Labour also wants to ‘put power in the hands of tenants’ with a £20million of funding for renters’ unions as announced by the shadow housing secretary Jon Healey at the last conference. The new renters’ unions would provide advice and representation for the 11.5 million private renters in the UK.

  • The idea is that the unions would mirror organisations such as the National Landlords Association (NLA), which represents the UK’s 30,000 private landlords. The NLA has welcomed the announcement on funding for renters’ unions, however adding that the unions should remain ‘politically neutral.’
  • Introduction of ‘indefinite’ tenancies to offer greater security to renters should only strike fear in rogue landlords. It should be welcomed by Build-to-Lend developers benefiting from longer commitments from tenants and will drive the growth of PRS segment of the market.
  • The Tenant Fees Act coming in to force this weekend (1st June) will end letting and other upfront fees, evidence that tenant welfare has taken importance by the Tories as well.

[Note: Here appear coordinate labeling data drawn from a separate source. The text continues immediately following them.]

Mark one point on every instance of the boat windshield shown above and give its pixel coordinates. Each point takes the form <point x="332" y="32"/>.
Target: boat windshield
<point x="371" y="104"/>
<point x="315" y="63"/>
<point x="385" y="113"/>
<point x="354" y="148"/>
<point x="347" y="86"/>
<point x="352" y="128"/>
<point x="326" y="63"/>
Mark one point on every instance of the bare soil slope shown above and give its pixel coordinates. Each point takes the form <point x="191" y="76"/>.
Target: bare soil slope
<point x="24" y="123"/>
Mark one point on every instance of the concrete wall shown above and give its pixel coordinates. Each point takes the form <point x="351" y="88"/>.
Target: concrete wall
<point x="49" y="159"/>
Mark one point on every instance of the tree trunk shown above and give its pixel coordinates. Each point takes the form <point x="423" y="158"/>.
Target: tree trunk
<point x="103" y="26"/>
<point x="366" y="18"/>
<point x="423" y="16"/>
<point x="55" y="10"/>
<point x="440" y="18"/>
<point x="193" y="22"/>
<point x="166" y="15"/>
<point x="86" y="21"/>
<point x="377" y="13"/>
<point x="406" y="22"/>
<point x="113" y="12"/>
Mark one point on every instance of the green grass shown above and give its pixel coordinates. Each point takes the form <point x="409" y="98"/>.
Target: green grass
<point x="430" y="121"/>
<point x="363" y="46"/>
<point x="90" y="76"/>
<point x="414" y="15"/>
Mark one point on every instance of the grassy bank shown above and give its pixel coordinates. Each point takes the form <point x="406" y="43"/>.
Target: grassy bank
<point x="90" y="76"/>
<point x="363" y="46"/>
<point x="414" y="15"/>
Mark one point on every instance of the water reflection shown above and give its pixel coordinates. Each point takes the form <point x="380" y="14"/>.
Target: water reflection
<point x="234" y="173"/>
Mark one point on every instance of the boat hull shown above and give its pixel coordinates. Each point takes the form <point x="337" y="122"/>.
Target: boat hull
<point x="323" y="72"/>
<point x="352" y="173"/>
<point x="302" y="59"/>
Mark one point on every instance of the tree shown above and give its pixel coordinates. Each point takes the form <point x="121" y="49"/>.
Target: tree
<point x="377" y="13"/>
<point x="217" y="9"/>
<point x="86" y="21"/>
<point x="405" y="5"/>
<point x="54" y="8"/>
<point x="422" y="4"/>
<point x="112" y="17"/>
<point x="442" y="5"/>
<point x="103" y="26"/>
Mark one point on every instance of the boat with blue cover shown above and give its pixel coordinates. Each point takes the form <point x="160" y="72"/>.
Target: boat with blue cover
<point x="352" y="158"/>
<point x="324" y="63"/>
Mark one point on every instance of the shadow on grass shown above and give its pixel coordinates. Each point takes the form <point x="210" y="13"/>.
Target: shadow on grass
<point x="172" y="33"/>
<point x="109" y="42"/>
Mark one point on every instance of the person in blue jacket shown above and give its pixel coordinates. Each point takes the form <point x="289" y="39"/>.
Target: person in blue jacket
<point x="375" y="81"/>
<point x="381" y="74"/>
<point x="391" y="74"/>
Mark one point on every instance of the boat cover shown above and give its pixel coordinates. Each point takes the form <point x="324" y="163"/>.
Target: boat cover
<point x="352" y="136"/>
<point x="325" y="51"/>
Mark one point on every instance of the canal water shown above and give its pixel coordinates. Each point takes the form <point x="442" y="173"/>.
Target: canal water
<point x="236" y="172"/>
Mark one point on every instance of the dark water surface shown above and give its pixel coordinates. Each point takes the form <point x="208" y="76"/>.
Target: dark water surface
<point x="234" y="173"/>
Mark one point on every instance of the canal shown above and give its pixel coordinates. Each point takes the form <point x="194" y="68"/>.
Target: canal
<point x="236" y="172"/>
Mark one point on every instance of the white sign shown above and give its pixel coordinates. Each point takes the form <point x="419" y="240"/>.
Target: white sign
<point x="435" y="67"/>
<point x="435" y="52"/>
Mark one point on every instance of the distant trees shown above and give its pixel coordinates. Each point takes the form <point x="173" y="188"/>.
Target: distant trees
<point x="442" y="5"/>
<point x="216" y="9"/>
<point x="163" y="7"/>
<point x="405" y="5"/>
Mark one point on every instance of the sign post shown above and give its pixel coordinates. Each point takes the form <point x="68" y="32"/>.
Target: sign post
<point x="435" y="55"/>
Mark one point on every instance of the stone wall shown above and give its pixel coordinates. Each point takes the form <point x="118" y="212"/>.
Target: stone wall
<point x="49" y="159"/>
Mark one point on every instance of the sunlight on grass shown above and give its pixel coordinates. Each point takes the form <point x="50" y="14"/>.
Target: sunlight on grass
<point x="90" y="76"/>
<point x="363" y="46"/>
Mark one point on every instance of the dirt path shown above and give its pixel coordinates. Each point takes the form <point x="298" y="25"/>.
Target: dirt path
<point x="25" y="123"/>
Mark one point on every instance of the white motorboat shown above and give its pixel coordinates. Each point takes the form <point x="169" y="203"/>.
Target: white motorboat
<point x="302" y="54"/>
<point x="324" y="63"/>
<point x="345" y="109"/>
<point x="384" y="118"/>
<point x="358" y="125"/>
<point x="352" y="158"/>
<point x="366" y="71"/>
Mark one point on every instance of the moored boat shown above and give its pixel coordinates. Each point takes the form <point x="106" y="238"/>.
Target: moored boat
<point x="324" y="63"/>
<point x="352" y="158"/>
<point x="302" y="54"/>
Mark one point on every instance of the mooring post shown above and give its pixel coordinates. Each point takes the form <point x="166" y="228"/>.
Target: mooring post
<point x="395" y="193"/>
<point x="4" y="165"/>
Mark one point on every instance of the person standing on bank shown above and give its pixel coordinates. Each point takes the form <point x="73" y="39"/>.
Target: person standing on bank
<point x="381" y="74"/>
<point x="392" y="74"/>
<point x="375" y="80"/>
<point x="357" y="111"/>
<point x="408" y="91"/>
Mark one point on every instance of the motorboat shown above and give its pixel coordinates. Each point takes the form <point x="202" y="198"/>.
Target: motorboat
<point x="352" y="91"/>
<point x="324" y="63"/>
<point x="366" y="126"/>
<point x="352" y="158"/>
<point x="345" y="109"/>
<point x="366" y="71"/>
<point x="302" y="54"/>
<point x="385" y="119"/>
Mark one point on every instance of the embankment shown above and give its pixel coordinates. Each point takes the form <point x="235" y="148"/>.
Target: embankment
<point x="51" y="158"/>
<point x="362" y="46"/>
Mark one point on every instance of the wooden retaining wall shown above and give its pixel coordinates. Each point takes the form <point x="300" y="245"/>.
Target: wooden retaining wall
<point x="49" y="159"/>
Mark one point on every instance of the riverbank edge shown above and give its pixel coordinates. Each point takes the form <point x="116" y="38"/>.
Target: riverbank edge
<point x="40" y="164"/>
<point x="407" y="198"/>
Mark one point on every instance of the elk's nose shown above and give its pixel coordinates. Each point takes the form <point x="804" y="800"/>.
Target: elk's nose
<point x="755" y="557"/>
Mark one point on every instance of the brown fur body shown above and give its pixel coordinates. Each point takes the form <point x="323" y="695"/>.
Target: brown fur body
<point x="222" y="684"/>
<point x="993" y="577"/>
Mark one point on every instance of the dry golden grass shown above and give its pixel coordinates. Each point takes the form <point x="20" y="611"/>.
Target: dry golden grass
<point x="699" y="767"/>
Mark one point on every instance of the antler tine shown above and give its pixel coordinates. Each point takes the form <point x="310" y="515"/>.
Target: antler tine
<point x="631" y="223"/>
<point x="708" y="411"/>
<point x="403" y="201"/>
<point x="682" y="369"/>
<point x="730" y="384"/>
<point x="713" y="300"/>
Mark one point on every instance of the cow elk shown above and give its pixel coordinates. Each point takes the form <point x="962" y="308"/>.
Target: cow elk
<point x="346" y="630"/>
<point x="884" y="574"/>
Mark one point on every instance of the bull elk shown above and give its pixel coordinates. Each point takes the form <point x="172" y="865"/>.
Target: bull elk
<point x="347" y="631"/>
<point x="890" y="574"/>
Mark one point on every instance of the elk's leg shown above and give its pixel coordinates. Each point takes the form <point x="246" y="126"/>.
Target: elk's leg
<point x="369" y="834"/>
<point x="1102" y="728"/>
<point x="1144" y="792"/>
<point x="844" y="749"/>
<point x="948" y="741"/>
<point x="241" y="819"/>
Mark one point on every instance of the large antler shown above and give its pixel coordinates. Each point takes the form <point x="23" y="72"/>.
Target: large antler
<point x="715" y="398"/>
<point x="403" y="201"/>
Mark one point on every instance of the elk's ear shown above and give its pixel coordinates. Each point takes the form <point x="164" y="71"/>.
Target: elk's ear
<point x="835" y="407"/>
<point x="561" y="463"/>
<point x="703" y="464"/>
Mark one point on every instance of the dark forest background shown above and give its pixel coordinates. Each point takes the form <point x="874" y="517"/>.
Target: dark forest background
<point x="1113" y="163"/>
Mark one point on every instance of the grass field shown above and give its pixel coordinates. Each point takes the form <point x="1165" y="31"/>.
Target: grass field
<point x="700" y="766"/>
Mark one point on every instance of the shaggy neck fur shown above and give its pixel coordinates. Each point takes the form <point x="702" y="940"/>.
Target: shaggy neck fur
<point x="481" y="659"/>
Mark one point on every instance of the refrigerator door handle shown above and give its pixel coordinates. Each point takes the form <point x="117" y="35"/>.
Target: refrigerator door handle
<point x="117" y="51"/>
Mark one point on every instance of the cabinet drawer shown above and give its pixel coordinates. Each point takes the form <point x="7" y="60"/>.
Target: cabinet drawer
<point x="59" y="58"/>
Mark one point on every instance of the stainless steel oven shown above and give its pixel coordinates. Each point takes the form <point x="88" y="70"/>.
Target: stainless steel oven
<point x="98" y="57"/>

High Net Worth (HNW) individuals and overseas investors are more cautious on how Labour would tax wealth, income and inheritance and pose a far greater concern than the fallout from a hard Brexit.

A ‘Mansion Tax’ or limitations placed in property ownership will also be on the cards should Corbyn’s Labour come into power and HNW and Ultra-HNW individuals wouldn’t risk tying their wealth up in property, by nature, an immovable asset. However, the declining property prices and a weakened Pound will be attractive to overseas investors.

  • A much talked about Wealth tax is sure to encourage capital flight, inhibit investment and lead to the depreciation of the Stirling.
  • While the UHNW have the resources to move to lower tax jurisdictions and those with ‘non-dom’ status and substantial assets outside the UK would be well advised to settle them in an offshore trust.

Perhaps it may yet be a case of ‘the bark being worse than the bite’, as Jeremy Corbyn is unlikely to command a parliamentary majority and will inherit an economy that would need to attract and retain wealth. Without a clear majority, Corbyn may have to park his more radical taxation and redistribution policies, instead working with his own moderate MPs and those in other parties to increase investment in infrastructure, research and development, and education.

It’s been said that ‘the tax tail should not wag the dog’, and it would hold water in times of political uncertainty as well.